Он слышал, что император три дня назад отбыл в Альба-Лонгу, на загородную виллу. "Теперь поторопится вернуться".
— Уже осудили, — ответила Сервия.
— Домициан? — переспросил Максим.
— Великий понтифик, — подтвердила Сервия.
— Один? — Максим упорно сопротивлялся чудовищной вести.
— По праву Великого понтифика, — повторила Сервия.
Максим молча смотрел на нее. "Весталка спасла осужденного Марцелла. За это Домициан и наказывает ее. Именно за это. Казнит по тому обвинению, какое труднее опровергнуть".
— Лициниан и Целер?
— Целера казнили сегодня. По обычаю предков. Засекли розгами, потом обезглавили. Он до последнего кричал, что невиновен.
Максим на мгновение закрыл глаза. Теперь он знал, что такое "казнь по обычаям предков". Разом простил Целеру заигрывания с весталкой. "Погиб без вины".
— Лициниан?
— Подтвердил обвинение. Домициан пощадил его.
"Еще бы! Лициниан оправдал жестокость Домициана. Император казнит весталку, заодно и от неугодного сенатора избавится: Марцелл не переживет Корнелию".
Сервия встала, взялась за ручку двери. Повернулась к Максиму.
— Не знаю, зачем я пришла. Никто не может помочь. Сами боги отступились. Просто... — Сервия смотрела на Максима, подбородок ее мелко дрожал. — Один раз ты уже совершил чудо.
Она отворила дверь и шагнула за порог.
— Стой, — велел Максим.
Сервия повернулась.
— Не смотри так, — сказал Максим. — Не обещаю ничего.

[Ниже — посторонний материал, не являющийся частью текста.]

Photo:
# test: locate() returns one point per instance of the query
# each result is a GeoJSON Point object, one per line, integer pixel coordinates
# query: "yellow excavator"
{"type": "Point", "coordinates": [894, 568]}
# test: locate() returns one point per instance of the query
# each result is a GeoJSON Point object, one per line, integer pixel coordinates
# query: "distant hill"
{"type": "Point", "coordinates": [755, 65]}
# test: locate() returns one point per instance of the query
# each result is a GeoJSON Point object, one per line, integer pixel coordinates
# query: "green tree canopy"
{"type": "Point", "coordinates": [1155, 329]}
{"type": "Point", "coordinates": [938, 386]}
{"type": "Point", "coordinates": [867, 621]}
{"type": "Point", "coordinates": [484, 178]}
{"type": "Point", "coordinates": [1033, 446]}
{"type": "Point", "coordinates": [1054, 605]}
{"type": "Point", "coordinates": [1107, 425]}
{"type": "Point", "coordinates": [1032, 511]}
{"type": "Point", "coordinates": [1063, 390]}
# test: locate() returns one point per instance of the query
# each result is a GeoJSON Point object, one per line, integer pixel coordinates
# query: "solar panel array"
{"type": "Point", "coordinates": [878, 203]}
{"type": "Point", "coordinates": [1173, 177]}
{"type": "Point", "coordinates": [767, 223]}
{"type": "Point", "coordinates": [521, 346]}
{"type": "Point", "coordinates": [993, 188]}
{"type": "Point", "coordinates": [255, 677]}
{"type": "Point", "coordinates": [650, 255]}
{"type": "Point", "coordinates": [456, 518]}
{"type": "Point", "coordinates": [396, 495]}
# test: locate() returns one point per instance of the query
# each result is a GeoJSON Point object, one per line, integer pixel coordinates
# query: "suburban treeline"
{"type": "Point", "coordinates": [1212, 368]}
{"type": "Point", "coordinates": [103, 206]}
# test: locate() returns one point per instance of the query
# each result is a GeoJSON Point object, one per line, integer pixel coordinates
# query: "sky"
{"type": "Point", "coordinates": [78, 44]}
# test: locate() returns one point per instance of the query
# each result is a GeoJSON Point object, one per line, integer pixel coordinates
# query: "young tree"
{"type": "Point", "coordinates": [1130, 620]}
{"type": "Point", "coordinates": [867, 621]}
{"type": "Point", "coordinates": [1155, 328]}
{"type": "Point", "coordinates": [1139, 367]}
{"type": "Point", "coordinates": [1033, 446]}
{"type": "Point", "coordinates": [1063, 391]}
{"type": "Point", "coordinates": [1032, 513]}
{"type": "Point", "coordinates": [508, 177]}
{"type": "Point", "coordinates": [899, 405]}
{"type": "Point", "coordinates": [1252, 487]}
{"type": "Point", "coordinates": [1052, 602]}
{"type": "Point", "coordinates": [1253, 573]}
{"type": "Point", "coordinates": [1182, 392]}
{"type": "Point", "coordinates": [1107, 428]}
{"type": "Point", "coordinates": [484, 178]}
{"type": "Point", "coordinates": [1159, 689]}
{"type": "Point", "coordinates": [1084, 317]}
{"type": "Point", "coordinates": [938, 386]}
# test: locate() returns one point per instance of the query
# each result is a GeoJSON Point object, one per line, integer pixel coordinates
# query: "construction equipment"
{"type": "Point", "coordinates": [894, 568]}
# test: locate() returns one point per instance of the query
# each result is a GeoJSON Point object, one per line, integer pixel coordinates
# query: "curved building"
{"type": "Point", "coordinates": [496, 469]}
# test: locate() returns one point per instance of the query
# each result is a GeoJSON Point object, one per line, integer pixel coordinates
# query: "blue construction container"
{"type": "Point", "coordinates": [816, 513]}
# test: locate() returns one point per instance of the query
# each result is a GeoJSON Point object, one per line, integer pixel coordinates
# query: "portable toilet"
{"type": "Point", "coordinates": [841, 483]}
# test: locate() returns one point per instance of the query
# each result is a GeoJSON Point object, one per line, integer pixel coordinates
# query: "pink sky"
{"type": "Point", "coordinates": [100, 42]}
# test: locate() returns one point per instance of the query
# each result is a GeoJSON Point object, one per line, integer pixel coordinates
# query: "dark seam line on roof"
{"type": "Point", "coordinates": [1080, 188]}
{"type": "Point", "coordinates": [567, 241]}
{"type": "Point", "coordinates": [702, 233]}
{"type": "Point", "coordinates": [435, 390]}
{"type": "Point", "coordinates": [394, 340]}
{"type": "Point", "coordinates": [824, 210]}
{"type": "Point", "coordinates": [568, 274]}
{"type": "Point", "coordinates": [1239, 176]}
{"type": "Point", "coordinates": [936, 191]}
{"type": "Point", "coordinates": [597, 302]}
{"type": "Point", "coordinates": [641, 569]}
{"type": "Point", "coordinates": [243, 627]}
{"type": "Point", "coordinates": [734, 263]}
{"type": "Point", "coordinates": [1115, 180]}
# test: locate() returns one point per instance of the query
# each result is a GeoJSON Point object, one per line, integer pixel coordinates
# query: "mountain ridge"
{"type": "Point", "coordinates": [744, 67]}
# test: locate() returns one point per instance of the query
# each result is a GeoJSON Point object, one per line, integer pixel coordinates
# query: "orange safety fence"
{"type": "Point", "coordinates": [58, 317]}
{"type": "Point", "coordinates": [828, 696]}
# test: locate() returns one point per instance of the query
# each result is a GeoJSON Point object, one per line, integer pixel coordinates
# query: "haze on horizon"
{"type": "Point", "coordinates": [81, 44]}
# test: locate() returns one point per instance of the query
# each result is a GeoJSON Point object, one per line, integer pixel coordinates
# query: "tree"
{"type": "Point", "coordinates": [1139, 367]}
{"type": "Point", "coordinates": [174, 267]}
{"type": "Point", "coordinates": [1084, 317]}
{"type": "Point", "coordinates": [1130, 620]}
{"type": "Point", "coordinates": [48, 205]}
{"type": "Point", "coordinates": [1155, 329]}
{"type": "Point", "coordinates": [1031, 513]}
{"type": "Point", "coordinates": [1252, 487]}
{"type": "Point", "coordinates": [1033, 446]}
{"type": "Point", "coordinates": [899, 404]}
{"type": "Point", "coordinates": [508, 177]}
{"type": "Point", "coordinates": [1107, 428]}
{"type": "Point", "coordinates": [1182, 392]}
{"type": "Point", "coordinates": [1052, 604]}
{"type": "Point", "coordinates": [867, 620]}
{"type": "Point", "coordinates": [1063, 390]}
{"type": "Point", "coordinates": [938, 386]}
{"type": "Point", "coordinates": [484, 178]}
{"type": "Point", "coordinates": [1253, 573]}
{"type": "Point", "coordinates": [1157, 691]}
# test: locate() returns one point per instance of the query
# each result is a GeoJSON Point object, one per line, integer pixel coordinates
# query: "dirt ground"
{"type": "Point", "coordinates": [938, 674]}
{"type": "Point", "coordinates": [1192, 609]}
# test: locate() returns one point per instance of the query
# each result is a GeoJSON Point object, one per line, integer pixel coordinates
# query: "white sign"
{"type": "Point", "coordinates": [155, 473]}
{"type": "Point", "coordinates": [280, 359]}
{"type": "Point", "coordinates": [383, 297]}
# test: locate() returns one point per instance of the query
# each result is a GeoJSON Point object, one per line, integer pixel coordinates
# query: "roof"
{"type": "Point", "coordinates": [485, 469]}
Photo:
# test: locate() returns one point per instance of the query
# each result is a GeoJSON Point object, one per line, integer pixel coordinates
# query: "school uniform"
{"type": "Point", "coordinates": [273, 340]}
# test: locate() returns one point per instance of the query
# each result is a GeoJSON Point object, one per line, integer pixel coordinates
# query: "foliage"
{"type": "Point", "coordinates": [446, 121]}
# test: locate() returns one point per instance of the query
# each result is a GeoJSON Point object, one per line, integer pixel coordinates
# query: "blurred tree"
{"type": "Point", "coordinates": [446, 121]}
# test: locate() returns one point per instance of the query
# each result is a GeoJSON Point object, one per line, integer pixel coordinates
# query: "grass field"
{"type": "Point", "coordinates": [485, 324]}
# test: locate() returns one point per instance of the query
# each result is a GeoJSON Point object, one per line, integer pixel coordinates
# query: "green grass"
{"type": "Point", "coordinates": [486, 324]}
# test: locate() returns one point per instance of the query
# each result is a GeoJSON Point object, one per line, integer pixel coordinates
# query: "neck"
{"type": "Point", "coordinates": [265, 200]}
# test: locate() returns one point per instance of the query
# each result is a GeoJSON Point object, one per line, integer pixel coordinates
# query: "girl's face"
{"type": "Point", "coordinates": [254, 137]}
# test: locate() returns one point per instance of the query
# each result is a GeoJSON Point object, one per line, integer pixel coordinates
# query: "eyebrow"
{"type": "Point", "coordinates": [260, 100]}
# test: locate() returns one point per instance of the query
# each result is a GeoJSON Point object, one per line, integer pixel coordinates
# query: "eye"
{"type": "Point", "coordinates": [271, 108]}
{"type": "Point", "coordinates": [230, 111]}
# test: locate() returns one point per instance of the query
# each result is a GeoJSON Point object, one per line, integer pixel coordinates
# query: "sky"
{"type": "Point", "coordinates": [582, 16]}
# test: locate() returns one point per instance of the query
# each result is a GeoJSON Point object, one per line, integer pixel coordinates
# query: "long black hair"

Она все смотрела. Максим нагнулся, затянул ремешки башмаков.
— Пойдем к Марцеллу.
В узком коридоре дожидались Тит Вибий, бестиарий и Гефест. Судя по лицам троицы, они уже все знали, бестиарий рассказал. Все трое уставились на Максима с такой надеждой и ожиданием, что он растерялся. "Смотрят, как на командира. Мол, готовы исполнить приказ. А что я могу приказать?"
— Вперед.
* * *
По дороге Максим вспоминал, как в книгах и кинофильмах авторы освобождали любимых героев. "Подпилить решетки, как в "Оводе"? Беда, решеток нет. Весталка, наверное, заперта в храме или в доме. Кругом — охрана. Напоить стражников? Подсыпать в вино сонное зелье? Глупо. Где взять зелье? А если бы и взяли... В Риме порядки строгие. Не досмотришь за осужденной — головы лишишься. Представить только центуриона Квинта Септимия. Попробуй, заставь такого напиться! Испугать и разогнать? Привидением, что ли, одеться?" Максим вспомнил "Неуловимых мстителей", незабвенное: "А по бокам мертвые с косами стоят. И тишина!"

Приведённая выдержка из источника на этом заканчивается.